The High Country Forest Collaborative (a re-envisioned version of the successful Colorado Bark Beetle Collaborative) met in Carbondale at the Fire Protection District on April 28th. The wider mission of the group is “community forest resilience.” One key topic for forest health is reversing the suppression focused approach to wildfire which has altered the natural burn intervals of forest ecosystems, and made the forest less healthy. The upshot of decades of active fire suppression has been hotter, more dangerous fires, and increased risk to mountain communities.
The focus of this meeting was a review of the April 2016 prescribed fire in Aspen at the doorstep of some of the most valuable real estate in the world, and the multi-jurisdictional effort required to pull off such an audacious planned incident.
Scott Fitzwilliam, White River National Forest Supervisor cited the Beaver Creek Fire in Jackson County last summer which “changed assumptions about what fire does.” He told the group, “75% of our organization is focused on putting out fires. Maybe it is time to switch to more planners and burn bosses. We cannot cut our way out of this problem. We cannot suppress our way out of this problem.”
In the far ranging discussion in the afternoon with the HCFC group, Jim Genung, Fuels Specialist for Aspen Sopris Ranger district, who is the planner/burn boss his Fitzwilliam is referencing, warned elected officials “you will be at the meeting when it comes to your town” if you don’t get active with mitigation and prescribed burning.
Ron Biggers, Glenwood Springs Fire Marshall has spent years following the Storm King and Coal Seam Fires that ravaged his town, educating homeowners and working to bring grant money to the community for mitigation efforts. He agreed that even that effort is not enough. Biggers said, “we need to be putting fire on the ground so we can fight fire on our terms, rather than natures” when it is near our communities, and noted that “we don’t tell the story of how important mitigation and preparations are; for instance, the save rate of 82% of the homes from the Waldo Canyon Fire,” meant that one of the most damaging fires in Colorado Springs history would have been 82% more damaging to homes had the community not put great effort ahead of time. “Who hears about that,” said Biggers.

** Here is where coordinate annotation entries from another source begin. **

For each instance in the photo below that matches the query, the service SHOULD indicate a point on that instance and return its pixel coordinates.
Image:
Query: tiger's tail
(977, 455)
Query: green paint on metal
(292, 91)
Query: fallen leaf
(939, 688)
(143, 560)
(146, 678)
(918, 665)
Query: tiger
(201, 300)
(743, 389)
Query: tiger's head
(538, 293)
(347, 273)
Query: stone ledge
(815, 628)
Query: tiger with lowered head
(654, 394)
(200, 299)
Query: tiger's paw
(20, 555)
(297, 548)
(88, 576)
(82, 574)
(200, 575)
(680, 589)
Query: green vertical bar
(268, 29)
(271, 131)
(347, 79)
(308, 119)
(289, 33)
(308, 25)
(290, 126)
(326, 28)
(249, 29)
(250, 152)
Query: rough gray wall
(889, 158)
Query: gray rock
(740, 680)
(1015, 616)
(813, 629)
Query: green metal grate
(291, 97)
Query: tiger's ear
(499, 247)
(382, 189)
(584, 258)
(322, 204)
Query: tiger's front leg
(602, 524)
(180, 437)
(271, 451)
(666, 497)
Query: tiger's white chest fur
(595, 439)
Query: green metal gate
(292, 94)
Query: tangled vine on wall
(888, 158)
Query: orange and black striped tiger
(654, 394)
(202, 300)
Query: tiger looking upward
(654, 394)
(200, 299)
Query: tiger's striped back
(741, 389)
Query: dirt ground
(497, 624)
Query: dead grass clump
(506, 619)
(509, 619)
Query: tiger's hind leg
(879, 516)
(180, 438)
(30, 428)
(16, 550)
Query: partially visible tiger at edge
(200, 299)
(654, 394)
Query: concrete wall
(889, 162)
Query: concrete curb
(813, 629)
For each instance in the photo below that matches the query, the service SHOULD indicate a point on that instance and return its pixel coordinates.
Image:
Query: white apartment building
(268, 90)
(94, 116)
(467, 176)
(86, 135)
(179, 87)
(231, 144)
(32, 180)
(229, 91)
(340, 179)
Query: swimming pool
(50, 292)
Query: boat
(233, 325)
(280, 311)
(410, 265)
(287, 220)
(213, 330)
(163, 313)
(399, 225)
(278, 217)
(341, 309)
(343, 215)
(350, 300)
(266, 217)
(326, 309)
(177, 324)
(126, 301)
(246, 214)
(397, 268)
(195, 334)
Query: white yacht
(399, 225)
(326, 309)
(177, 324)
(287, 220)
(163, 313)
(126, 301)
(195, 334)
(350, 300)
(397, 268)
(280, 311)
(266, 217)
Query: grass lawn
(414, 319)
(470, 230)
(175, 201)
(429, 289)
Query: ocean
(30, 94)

That sentiment was shared by the group made up mostly of representatives from various agencies in the upper Roaring Fork who spend the morning sharing how they spent more than a year preparing for the fire. We were “working towards a greater acceptance in the community for prescribed fire” as our goal, stated Ben Carson, Aspen City forester who set the stage for Will Roush, Conservation Director from Wilderness Workshop who showed a video of the planning efforts behind the fire. Convincing the community of why it was important to set fire to the forest as close to their property as possible took a very elaborate public relations plan which involved hikes, noted Rouch. He put a long list of “weed pulls,” publications and meetings on the screen. The selling point was on the day of the Hunter Creek prescribed burn with a smoke plume that went thousands of feet into the sky within sight of Aspen on a beautiful Sunday afternoon in April, resulted in no 911 calls. In a similar prescribed fire, the summer before on Basalt Mountain there were more than 400 calls.
The rock star of the presentation was Jim Genung, who spent the better part of an hour describing how the incident was planned, and how the public relations
effort was written into the overall NEPA document for the fire. The entire incident was “in a box that could be unpacked for another event.” He passed around the ping pong ball sized ignition sources which require an injection of glycol when dropped from a helicopter to ignite. Explaining to the group how the fire was set and managed was clearly the highlight of the morning. After describing the extensive meteorological circumstances required for the event to get the go-ahead, and hearing the HCFC group pining about the need to change public perceptions about fire, he said “I would like nothing better than to fly with a bunch of ping pong balls in perfect conditions in the spring and go dropping balls. We could burn 10,000 acres safely with fewer people, and improve the forest.”
Everyone agreed that in spite of efforts to educate the public about living with fire, we have a long ways to go before that day comes. Sloan Shoemaker, Executive Director of the Wilderness Workshop asked rhetorically, “How can groups like this help?” Fitzwilliams replied, “Help us find common denominator projects that focus on ecosystem services as federal land managers. Tell the story on economic terms.” The High Country Forest Collaborative group closed out the day discussing with Fitzwilliam how they could work with the White River National Forest towards the next successful prescribed burn.